1. WSO2 Data Services Server distribution (3.5.0) to <PUPPET_HOME>/modules/wso2dss/files
2. JDK 1.7_80 distribution to <PUPPET_HOME>/modules/wso2base/files

No changes to Hiera data are required to run the default profile. Copy the above mentioned files to their corresponding locations and apply the Puppet Modules.

No changes to Hiera data are required to run the distributed deployment (manager, worker) of WSO2 Data Services Server, other than pointing to the correct resources such as the deployment synchronization and remote DB instances.

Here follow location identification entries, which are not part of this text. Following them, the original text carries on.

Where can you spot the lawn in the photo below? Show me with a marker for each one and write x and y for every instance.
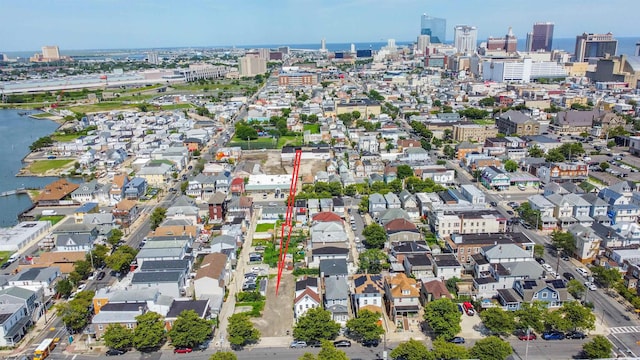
(53, 218)
(264, 227)
(314, 128)
(4, 255)
(42, 166)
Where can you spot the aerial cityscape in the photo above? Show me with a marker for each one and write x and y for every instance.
(350, 179)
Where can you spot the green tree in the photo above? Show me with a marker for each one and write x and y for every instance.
(365, 326)
(121, 258)
(404, 171)
(316, 324)
(531, 315)
(412, 350)
(329, 352)
(443, 318)
(563, 240)
(598, 348)
(189, 329)
(64, 287)
(536, 151)
(445, 350)
(118, 336)
(538, 251)
(223, 355)
(157, 217)
(607, 277)
(114, 237)
(510, 165)
(241, 330)
(149, 333)
(498, 321)
(372, 261)
(491, 348)
(375, 236)
(575, 288)
(578, 316)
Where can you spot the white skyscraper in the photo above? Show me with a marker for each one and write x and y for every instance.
(423, 42)
(465, 38)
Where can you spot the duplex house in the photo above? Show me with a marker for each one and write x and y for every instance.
(402, 296)
(552, 292)
(336, 298)
(367, 293)
(307, 296)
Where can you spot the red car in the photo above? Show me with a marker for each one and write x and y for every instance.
(527, 337)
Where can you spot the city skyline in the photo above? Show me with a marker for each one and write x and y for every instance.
(74, 24)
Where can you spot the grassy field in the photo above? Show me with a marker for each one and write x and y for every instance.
(42, 166)
(264, 227)
(314, 128)
(53, 218)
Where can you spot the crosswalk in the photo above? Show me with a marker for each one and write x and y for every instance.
(624, 329)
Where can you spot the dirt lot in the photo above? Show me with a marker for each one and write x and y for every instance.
(277, 316)
(271, 164)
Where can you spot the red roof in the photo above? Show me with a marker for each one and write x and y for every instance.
(326, 216)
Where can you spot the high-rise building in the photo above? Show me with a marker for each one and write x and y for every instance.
(436, 28)
(465, 38)
(251, 65)
(542, 37)
(508, 43)
(423, 43)
(152, 58)
(595, 46)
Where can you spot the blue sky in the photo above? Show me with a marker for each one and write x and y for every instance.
(108, 24)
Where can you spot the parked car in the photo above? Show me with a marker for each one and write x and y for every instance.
(575, 335)
(568, 276)
(527, 337)
(115, 352)
(298, 345)
(342, 343)
(371, 343)
(553, 335)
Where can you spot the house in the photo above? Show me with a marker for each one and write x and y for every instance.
(587, 243)
(117, 313)
(402, 296)
(39, 279)
(212, 276)
(402, 230)
(433, 290)
(336, 298)
(551, 292)
(306, 296)
(516, 122)
(446, 266)
(418, 265)
(126, 212)
(367, 294)
(170, 283)
(217, 207)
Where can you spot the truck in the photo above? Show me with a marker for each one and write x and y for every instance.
(44, 349)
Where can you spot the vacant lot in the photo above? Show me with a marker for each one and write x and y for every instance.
(277, 317)
(43, 166)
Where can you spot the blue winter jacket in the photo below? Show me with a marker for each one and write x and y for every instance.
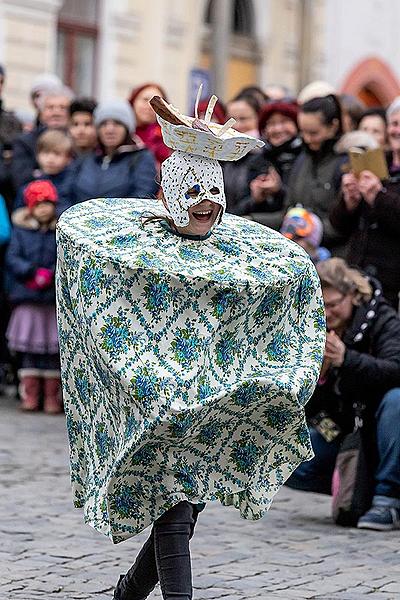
(130, 173)
(29, 248)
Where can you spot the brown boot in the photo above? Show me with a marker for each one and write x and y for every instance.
(52, 393)
(29, 389)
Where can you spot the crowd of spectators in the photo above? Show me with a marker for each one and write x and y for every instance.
(301, 183)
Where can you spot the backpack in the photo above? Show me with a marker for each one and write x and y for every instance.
(352, 480)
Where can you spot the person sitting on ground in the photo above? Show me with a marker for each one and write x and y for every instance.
(54, 105)
(306, 229)
(119, 167)
(269, 171)
(362, 363)
(373, 121)
(32, 330)
(147, 128)
(81, 126)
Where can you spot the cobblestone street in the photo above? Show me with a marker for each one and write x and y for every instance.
(295, 552)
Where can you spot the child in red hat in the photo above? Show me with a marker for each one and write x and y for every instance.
(32, 330)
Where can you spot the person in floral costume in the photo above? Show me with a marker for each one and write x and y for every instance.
(190, 342)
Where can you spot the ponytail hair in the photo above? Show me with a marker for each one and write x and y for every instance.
(330, 109)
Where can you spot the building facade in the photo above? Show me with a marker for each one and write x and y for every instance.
(106, 47)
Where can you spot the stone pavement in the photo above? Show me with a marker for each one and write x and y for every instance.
(46, 551)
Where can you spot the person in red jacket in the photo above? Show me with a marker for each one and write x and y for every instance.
(147, 127)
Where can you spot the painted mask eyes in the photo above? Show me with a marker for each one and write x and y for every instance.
(193, 192)
(214, 191)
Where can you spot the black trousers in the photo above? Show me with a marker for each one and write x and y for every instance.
(164, 558)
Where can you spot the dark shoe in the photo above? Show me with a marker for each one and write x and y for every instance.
(52, 393)
(384, 515)
(29, 389)
(117, 595)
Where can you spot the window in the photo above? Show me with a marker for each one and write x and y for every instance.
(76, 45)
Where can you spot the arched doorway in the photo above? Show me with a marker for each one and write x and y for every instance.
(373, 82)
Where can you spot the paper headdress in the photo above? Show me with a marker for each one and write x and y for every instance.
(202, 137)
(192, 173)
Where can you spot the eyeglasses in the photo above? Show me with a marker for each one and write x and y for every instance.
(334, 303)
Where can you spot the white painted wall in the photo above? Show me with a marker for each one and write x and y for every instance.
(358, 29)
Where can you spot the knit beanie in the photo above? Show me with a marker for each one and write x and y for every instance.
(118, 110)
(39, 191)
(301, 223)
(136, 91)
(288, 109)
(45, 82)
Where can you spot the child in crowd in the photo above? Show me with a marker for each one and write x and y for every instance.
(32, 330)
(82, 129)
(306, 229)
(54, 154)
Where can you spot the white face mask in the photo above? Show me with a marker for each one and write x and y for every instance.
(186, 180)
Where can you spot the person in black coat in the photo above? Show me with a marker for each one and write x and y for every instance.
(361, 365)
(268, 172)
(54, 105)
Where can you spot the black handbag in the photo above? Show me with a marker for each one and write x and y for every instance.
(352, 481)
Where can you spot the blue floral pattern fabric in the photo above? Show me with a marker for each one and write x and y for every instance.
(185, 364)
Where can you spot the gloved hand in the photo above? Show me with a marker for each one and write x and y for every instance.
(42, 279)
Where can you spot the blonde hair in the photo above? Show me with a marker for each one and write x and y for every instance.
(54, 140)
(336, 273)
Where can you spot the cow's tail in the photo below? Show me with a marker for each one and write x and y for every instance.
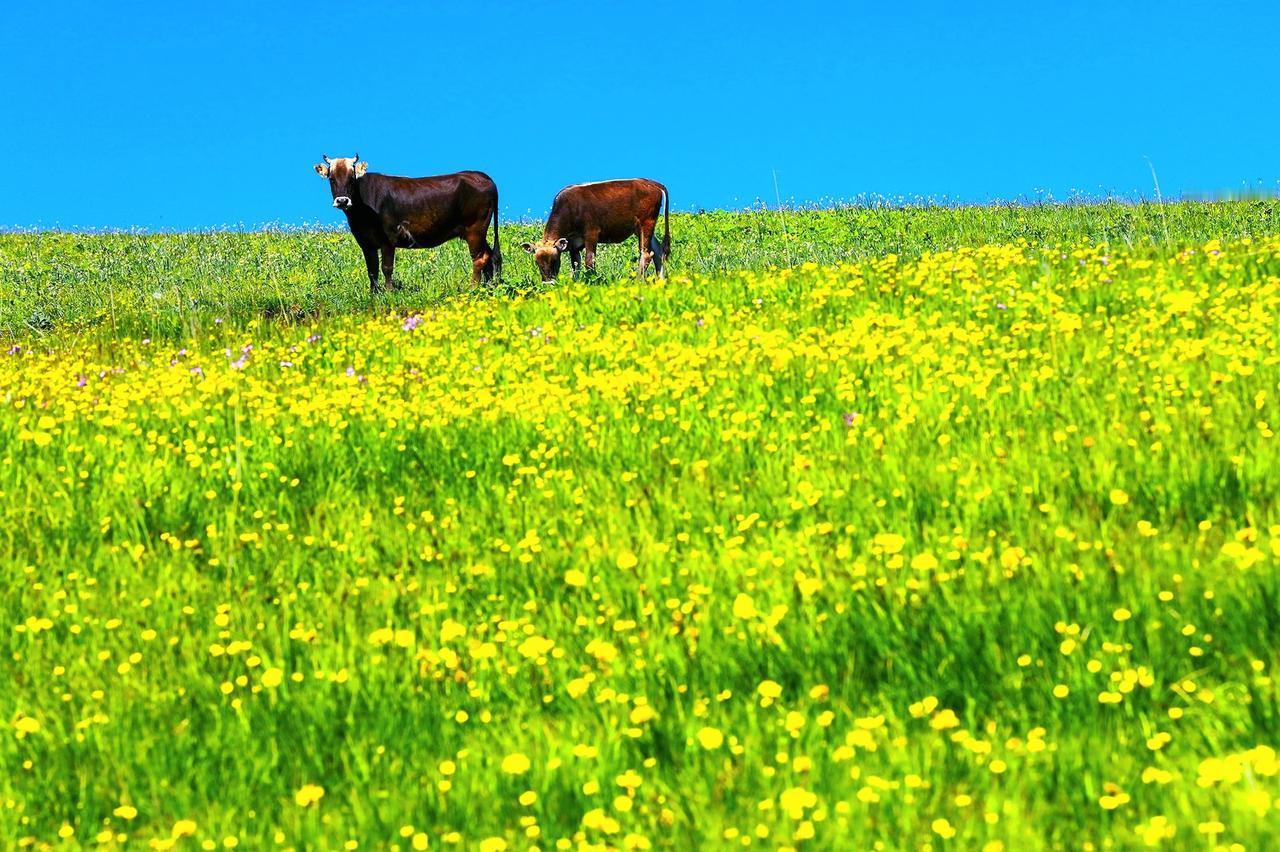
(497, 243)
(666, 225)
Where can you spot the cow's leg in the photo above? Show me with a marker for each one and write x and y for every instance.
(484, 261)
(645, 233)
(389, 265)
(371, 266)
(656, 248)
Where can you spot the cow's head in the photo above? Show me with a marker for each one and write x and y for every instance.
(547, 256)
(342, 174)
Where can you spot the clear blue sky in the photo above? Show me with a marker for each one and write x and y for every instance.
(195, 115)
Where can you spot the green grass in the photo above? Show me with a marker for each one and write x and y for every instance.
(173, 285)
(859, 518)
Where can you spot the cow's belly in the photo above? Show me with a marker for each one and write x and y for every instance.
(617, 234)
(411, 238)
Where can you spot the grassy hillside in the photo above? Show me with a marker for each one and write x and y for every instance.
(174, 285)
(960, 532)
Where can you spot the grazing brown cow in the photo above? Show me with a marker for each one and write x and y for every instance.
(609, 211)
(387, 213)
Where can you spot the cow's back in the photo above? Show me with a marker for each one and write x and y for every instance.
(424, 213)
(609, 207)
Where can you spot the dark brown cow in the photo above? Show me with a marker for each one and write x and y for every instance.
(387, 213)
(609, 211)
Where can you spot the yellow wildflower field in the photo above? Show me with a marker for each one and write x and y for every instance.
(976, 549)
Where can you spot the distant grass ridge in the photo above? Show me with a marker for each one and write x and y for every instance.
(173, 285)
(968, 548)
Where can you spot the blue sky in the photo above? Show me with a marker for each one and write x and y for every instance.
(183, 115)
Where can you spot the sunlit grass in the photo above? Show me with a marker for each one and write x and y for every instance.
(954, 548)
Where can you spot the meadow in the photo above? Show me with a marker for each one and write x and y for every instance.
(924, 528)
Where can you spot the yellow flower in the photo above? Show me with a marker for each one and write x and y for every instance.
(309, 795)
(769, 690)
(516, 764)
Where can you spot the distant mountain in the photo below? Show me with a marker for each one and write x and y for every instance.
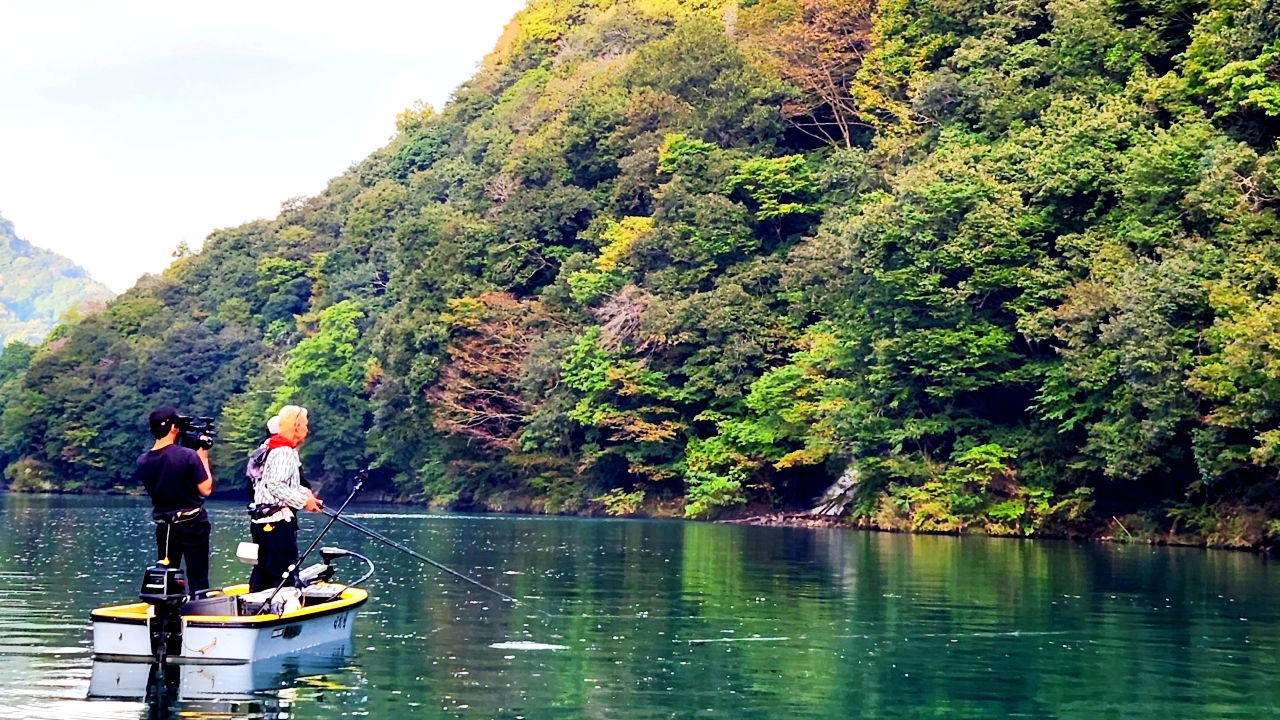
(37, 287)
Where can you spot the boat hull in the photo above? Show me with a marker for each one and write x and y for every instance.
(124, 632)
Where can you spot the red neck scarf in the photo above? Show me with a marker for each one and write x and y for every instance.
(279, 441)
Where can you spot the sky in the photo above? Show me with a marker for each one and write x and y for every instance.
(127, 127)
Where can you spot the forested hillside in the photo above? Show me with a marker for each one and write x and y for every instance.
(37, 287)
(1005, 267)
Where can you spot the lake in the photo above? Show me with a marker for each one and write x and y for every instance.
(667, 619)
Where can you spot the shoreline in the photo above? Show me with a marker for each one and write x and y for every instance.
(798, 519)
(804, 520)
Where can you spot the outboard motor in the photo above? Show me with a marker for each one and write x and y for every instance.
(165, 589)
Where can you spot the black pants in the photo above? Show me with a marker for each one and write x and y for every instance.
(186, 543)
(277, 550)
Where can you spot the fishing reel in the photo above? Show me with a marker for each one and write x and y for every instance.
(323, 572)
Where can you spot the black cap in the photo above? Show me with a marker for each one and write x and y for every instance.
(161, 419)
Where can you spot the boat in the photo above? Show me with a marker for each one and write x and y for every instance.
(231, 624)
(215, 683)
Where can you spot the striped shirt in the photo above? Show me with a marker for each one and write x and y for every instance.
(280, 484)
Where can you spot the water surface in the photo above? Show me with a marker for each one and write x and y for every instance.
(638, 620)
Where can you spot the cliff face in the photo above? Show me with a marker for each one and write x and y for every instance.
(37, 287)
(1004, 267)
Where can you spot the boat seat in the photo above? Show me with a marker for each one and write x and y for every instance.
(222, 605)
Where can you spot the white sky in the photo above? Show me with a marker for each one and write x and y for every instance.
(127, 127)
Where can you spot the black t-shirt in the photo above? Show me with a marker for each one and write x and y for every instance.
(170, 475)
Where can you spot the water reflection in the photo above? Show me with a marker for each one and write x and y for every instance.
(636, 620)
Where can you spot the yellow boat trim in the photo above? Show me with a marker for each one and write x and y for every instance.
(142, 611)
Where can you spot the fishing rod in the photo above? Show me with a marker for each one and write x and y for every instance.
(333, 516)
(411, 552)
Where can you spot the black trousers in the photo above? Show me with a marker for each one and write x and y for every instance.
(277, 550)
(186, 543)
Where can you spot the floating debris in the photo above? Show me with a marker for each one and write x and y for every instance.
(736, 641)
(525, 645)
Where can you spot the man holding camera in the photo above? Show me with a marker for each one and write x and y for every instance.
(178, 481)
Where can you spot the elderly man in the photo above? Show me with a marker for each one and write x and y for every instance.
(277, 496)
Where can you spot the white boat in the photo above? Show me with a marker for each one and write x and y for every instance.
(205, 682)
(228, 624)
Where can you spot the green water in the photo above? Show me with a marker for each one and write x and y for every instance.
(663, 619)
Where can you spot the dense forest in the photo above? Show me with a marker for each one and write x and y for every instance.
(1000, 267)
(39, 287)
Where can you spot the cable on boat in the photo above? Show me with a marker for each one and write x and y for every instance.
(440, 566)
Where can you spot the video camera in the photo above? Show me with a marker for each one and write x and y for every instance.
(196, 432)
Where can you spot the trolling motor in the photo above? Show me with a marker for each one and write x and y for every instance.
(165, 589)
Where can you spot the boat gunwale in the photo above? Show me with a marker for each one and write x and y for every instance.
(129, 614)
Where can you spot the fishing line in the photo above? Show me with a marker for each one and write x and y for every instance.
(440, 566)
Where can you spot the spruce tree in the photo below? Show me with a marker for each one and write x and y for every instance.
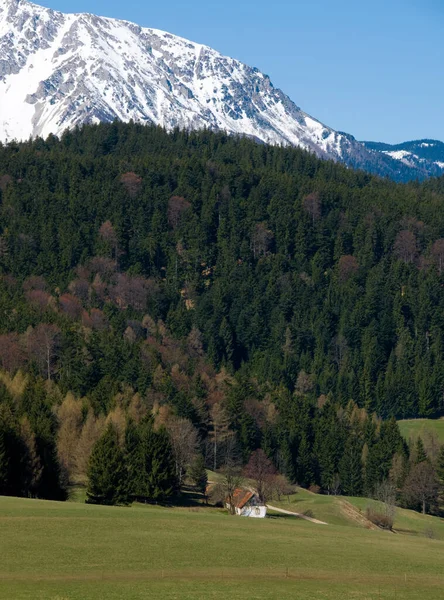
(420, 453)
(350, 467)
(440, 476)
(151, 463)
(107, 474)
(198, 474)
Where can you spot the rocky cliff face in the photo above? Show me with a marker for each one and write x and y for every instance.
(58, 71)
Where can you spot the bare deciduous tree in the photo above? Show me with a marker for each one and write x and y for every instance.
(43, 347)
(220, 432)
(312, 205)
(69, 415)
(131, 182)
(347, 266)
(12, 355)
(260, 469)
(421, 486)
(184, 441)
(261, 239)
(405, 246)
(177, 206)
(438, 254)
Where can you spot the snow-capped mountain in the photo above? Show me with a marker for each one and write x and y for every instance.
(61, 70)
(421, 154)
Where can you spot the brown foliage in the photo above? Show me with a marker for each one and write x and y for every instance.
(260, 469)
(12, 354)
(80, 288)
(5, 180)
(35, 282)
(261, 239)
(69, 415)
(131, 182)
(438, 254)
(312, 205)
(184, 441)
(105, 267)
(43, 346)
(38, 299)
(70, 306)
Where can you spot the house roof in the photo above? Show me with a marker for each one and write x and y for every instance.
(241, 497)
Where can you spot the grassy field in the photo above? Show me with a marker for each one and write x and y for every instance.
(73, 551)
(413, 428)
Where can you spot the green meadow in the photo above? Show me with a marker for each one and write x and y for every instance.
(414, 428)
(73, 551)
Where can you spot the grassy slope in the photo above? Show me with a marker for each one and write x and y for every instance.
(412, 428)
(73, 551)
(334, 510)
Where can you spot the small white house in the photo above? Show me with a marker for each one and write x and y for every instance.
(247, 504)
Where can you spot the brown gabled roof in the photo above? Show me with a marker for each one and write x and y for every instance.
(241, 497)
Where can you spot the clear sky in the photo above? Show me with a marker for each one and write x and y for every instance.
(372, 68)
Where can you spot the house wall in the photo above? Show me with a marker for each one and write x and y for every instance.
(258, 512)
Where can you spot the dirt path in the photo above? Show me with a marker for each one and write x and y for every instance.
(300, 515)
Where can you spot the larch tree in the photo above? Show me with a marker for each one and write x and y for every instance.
(107, 474)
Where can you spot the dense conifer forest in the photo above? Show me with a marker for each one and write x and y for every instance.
(199, 286)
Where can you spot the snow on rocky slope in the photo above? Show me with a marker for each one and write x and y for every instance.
(61, 70)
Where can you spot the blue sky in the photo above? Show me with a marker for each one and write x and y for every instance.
(370, 68)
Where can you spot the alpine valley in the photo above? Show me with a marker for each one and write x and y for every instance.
(58, 71)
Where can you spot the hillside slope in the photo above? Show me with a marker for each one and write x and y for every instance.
(61, 70)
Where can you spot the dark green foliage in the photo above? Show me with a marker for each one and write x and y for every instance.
(440, 478)
(420, 453)
(317, 290)
(152, 473)
(350, 467)
(198, 474)
(107, 474)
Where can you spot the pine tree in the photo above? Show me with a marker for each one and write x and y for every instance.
(350, 467)
(198, 474)
(420, 453)
(440, 476)
(151, 464)
(107, 474)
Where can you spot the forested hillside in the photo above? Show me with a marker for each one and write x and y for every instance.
(247, 289)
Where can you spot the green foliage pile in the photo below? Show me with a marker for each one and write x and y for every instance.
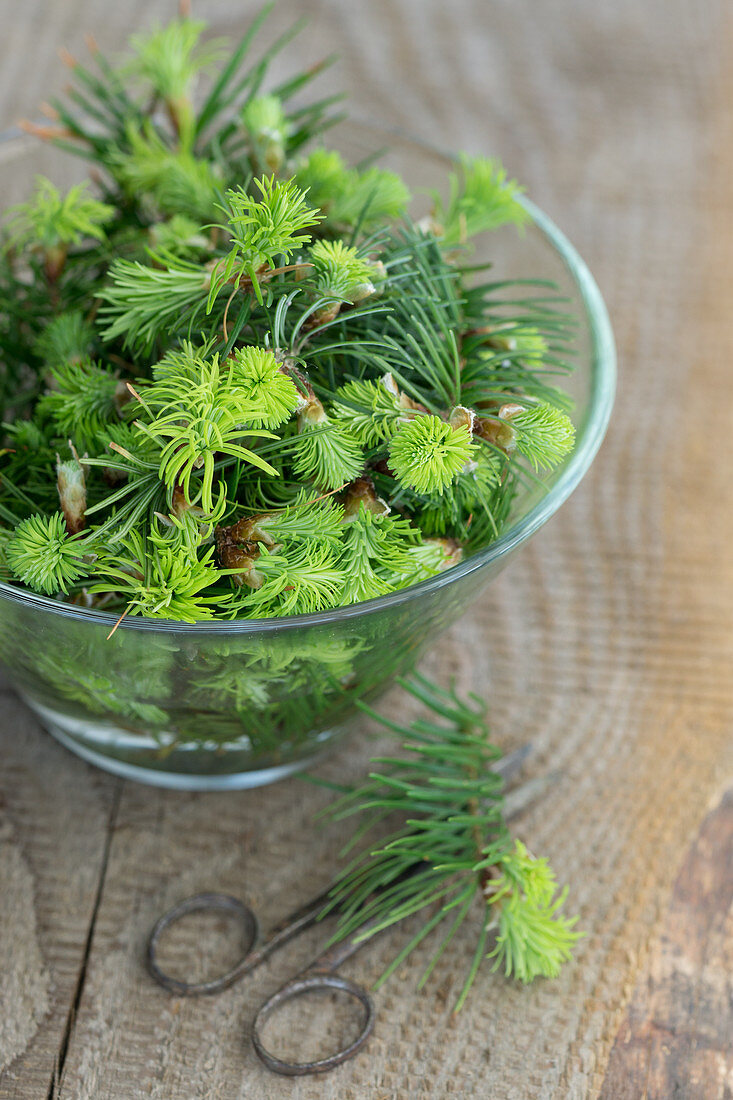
(237, 380)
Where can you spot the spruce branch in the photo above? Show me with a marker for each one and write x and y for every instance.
(449, 849)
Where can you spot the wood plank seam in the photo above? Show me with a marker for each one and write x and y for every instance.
(57, 1076)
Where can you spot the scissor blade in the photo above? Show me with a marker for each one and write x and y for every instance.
(511, 763)
(521, 798)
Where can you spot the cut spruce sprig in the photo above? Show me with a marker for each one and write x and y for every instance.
(444, 850)
(231, 326)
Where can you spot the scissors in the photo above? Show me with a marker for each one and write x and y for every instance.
(320, 975)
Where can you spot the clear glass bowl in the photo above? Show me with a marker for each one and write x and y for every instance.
(225, 705)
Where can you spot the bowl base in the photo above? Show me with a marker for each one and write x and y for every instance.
(154, 777)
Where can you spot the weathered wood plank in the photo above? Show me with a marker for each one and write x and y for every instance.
(54, 816)
(677, 1038)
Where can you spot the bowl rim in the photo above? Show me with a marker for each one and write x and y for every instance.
(603, 383)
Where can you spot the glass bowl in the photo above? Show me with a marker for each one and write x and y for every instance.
(222, 705)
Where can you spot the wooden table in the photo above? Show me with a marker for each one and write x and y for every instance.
(610, 641)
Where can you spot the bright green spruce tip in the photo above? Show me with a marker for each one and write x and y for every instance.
(238, 380)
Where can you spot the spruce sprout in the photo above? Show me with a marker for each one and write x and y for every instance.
(427, 453)
(256, 362)
(448, 847)
(43, 554)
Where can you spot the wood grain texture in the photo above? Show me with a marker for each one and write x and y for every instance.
(610, 641)
(677, 1038)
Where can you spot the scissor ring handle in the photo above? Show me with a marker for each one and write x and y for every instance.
(200, 903)
(296, 988)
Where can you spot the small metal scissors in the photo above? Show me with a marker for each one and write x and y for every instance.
(320, 974)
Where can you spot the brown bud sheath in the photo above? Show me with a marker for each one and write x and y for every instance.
(70, 482)
(360, 492)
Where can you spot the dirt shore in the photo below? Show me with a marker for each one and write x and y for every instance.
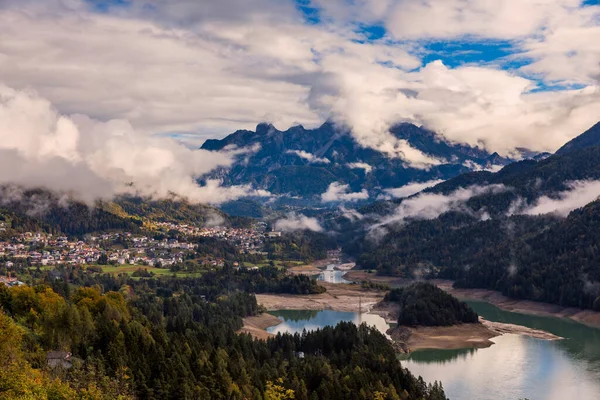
(338, 297)
(443, 337)
(304, 270)
(257, 325)
(588, 317)
(451, 337)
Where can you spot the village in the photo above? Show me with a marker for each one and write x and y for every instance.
(170, 245)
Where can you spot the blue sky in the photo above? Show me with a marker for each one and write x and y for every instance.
(497, 74)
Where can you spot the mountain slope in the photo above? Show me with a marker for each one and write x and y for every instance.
(304, 162)
(39, 209)
(589, 138)
(482, 242)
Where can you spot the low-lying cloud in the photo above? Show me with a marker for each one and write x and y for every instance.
(90, 160)
(338, 192)
(311, 158)
(580, 193)
(360, 165)
(432, 205)
(297, 222)
(412, 188)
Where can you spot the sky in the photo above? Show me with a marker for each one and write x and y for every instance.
(501, 74)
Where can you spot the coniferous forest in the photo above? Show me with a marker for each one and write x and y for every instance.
(176, 338)
(424, 304)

1. If the Clustering Membership Scheme is WKA, add the Well Known Address list.

   Ex:

   wso2::clustering :
       enabled: true
       local_member_host: "%{::ipaddress}"
       local_member_port: 4000
       membership_scheme: wka
       sub_domain: mgt
       wka:
          members:
            -
              hostname: 192.168.100.73
              port: 4000
            -
              hostname: 192.168.100.74
              port: 4000

2. Add external databases to master datasources

   Ex:

   wso2::master_datasources:
    wso2_config_db:
      name: WSO2_CONFIG_DB
      description: The datasource used for config registry
      driver_class_name: "%{hiera('wso2::datasources::mysql::driver_class_name')}"
      url: jdbc:mysql://192.168.100.1:3306/WSO2_CONFIG_DB?autoReconnect=true
      username: "%{hiera('wso2::datasources::mysql::username')}"
      password: "%{hiera('wso2::datasources::mysql::password')}"
      jndi_config: jdbc/WSO2_CONFIG_DB
      max_active: "%{hiera('wso2::datasources::common::max_active')}"
      max_wait: "%{hiera('wso2::datasources::common::max_wait')}"
      test_on_borrow: "%{hiera('wso2::datasources::common::test_on_borrow')}"
      default_auto_commit: "%{hiera('wso2::datasources::common::default_auto_commit')}"
      validation_query: "%{hiera('wso2::datasources::mysql::validation_query')}"
      validation_interval: "%{hiera('wso2::datasources::common::validation_interval')}"
   

3. Configure registry mounting

   Ex:

   wso2_config_db:
     path: /_system/config
     target_path: /_system/config/dss
     read_only: false
     registry_root: /
     enable_cache: true
   
   wso2_gov_db:
     path: /_system/governance
     target_path: /_system/governance
     read_only: false
     registry_root: /
     enable_cache: true

4. Configure deployment synchronization

   Ex:

   wso2::dep_sync:
       enabled: true
       auto_checkout: true
       auto_commit: true
       repository_type: svn
       svn:
          url: http://svnrepo.example.com/repos/
          user: username
          password: password
          append_tenant_id: true

WSO2 Carbon products may contain sensitive information such as passwords in configuration files. WSO2 Secure Vault provides a solution for securing such information.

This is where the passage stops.